Marin County Fire Chief Jason Weber and Emergency Management Director Steven Torrance briefed the Board of Supervisors on April 22 about fire-season preparedness, large-scale vegetation management, and proposed local code updates to reflect state guidance.
Weber summarized recent investments and capacity gains since major regional fires, including increased crew staffing for initial attack and an expanded fuels program. "We have 30 plus firefighters that are added to every response in this county now that we didn't have before," he said, and he outlined work on fuels reduction, community outreach and detection systems.
Chief Weber and staff emphasized household actions—home hardening and defensible space—as primary risk-reduction steps and noted county programs for inspections, grants and community-level fuel-reduction projects. He described a countywide defensible-space inspection program and urged residents to treat the first five feet around structures as a priority for home-hardening efforts.
Board action and ordinances: The board voted to acknowledge Wildfire Awareness Week. Supervisors then introduced (first reading) an ordinance to adopt updated Fire Hazard Severity Zone maps for the county local responsibility area (LRA). The presentation explained that the updated maps add high and moderate hazard categories for LRA lands and that the maps are a hazard-designation tool (30–50 year projections focused on ember exposure and propagation). Chief Weber and staff emphasized the maps are not a building moratorium, but that state-required building codes (for example, Chapter 7A standards) and disclosure requirements will interact with the maps.

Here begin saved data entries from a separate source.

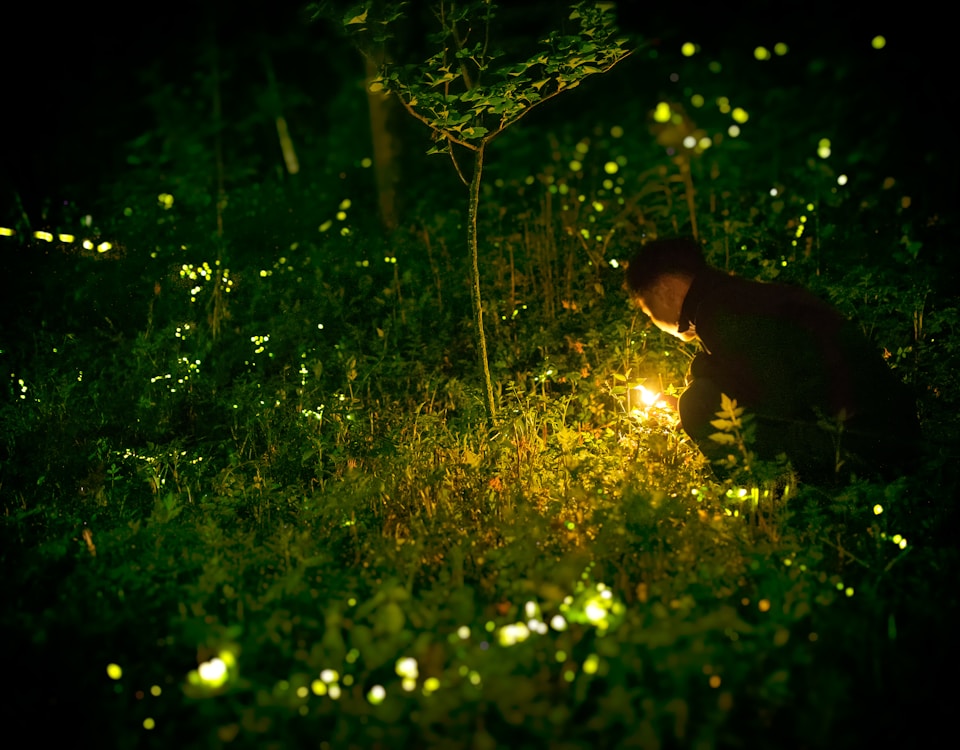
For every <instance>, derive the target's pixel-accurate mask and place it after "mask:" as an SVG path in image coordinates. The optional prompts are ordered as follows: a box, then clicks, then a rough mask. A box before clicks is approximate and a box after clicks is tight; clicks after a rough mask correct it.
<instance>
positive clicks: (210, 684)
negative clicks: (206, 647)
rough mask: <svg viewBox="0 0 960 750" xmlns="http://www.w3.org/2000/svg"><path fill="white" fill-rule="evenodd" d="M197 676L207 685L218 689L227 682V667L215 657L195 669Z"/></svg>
mask: <svg viewBox="0 0 960 750" xmlns="http://www.w3.org/2000/svg"><path fill="white" fill-rule="evenodd" d="M197 674H198V675H199V676H200V679H201V680H203V682H205V683H207V684H208V685H211V686H213V687H220V686H221V685H222V684H223V683H224V682H226V681H227V665H226V663H224V661H223V659H221V658H219V657H217V658H214V659H211V660H210V661H205V662H204V663H203V664H201V665H200V666H199V667H197Z"/></svg>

Emergency management revision: Director Torrance presented proposed revisions to section 2.99 of the county municipal code to align county emergency organization and authorities with state and federal guidance. The revisions reintroduce the term "director of emergency services" (to be held ex officio by the county executive), create an "assistant director of emergency services" role, and clarify procurement and expenditure procedures during declared emergencies. The board introduced the ordinance for first reading and placed final adoption on the May 6 consent calendar.
Why it matters: Officials said improved staffing, fuel-reduction work, and outreach are strengthening the county’s ability to respond, but they cautioned that weather, fuels and statewide conditions will affect risk. Supervisors discussed neighbors’ compliance, management of unmanaged parcels, and options to help residents complete home-hardening work, including grant programs and vetted contractors.
Next steps: County staff plan continued outreach, adjustments to grant programs to stretch funds, coordination with city/town fire agencies, and additional ordinance and code work to be returned to the board as state guidance is finalized.